Only two of Ontario’s eight native turtle species are likely to be found here: midland painted turtles and common snapping turtles.
Headwaters wetlands are rich repositories of life but they don’t support very many turtle species. Only two of Ontario’s eight native turtle species are likely to be found here: midland painted turtles and common snapping turtles.
Blanding’s turtles and spotted turtles have been recorded in the past from Luther Marsh but, if they’re still there, their numbers are almost certainly very low.
No doubt the situation differed historically. Blanding’s turtles were undoubtedly more widespread in our hills. These lovely turtles, with high-domed shells and canary yellow throats, can live in all manner of wetlands. But they have an itinerant lifestyle that exposes them to the preeminent turtle “predator” of today – automobiles.
Spotted turtles may have been present in our hills beyond Luther Marsh too, but this species also dies on roads and is coveted by poachers. And since the cuteness factor of spotted turtles is off the charts, incidental collection by otherwise well-meaning people is also a threat.

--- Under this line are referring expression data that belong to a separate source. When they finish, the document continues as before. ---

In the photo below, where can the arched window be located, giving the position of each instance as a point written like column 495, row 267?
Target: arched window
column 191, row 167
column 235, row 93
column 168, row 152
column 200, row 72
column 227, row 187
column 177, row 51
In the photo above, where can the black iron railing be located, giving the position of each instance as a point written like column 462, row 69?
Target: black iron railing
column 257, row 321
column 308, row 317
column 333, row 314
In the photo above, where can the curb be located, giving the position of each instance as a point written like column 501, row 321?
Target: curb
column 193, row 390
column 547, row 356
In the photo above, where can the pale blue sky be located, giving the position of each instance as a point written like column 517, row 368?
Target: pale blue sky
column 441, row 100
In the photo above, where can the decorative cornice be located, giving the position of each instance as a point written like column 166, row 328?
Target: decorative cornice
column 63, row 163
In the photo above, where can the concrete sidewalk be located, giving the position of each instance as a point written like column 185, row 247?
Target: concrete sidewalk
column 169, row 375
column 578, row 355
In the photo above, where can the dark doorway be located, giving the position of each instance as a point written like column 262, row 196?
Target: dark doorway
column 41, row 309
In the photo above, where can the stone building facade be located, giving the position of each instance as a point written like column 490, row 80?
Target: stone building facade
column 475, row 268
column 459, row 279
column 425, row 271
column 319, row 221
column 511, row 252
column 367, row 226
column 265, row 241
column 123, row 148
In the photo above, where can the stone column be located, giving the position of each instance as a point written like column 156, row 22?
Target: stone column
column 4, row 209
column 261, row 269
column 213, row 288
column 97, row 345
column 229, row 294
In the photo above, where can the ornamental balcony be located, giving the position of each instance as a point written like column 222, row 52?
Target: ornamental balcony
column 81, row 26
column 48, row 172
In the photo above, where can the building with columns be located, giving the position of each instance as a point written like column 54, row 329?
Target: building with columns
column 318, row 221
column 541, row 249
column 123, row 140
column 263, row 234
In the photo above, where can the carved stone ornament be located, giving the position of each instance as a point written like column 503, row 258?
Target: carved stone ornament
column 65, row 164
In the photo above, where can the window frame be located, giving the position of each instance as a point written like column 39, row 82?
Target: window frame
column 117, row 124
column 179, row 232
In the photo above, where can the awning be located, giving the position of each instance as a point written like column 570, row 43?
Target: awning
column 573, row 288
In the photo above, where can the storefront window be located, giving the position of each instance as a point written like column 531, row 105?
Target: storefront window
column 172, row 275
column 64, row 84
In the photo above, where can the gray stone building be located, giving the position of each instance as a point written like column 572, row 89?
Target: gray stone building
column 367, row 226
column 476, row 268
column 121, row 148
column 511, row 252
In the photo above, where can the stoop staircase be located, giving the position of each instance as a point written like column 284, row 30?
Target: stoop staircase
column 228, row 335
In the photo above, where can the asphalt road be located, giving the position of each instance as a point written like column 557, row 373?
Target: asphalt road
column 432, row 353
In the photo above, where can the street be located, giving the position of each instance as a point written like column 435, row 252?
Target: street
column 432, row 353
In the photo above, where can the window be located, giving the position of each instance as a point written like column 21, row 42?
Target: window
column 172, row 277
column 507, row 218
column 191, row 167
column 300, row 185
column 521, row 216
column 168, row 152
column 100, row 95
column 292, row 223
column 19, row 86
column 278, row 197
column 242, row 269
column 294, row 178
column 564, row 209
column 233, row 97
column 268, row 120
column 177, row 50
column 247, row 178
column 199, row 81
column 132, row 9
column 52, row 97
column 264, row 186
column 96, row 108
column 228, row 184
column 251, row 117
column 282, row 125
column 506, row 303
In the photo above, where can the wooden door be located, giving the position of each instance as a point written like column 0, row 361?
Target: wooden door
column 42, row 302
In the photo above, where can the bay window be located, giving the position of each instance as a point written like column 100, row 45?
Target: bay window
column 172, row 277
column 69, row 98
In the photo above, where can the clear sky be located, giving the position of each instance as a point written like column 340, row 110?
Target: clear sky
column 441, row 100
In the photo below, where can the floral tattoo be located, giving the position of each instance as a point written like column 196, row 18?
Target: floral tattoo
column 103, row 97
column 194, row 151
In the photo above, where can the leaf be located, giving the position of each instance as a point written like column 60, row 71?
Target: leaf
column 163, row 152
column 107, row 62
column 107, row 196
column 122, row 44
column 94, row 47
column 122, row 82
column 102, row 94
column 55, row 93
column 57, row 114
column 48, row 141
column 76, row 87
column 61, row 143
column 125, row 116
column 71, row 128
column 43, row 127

Another species we’ve likely lost is the wonderful wood turtle, a creature with a shell that appears sculpted from fine oak. Noted for their intelligence, wood turtles in Algonquin Park have been observed summoning earthworms to the surface by tapping their forelegs on the ground.
Wood turtles live in and near streams – even small streams, and we have plenty of those in the Headwaters. But they also wander widely, bringing them into contact with cars, tractors, and ATVs. And like spotted turtles, they are highly prized by poachers.
Three species of Ontario turtles that likely never inhabited our hills include northern map, eastern musk and spiny softshell turtles. All need the well oxygenated water of large lakes and rivers to survive, habitat in short supply here.
Should you find any species other than painted and snapping turtles in the Headwaters, consider yourself very lucky. And please share your discovery with the appropriate conservation authority.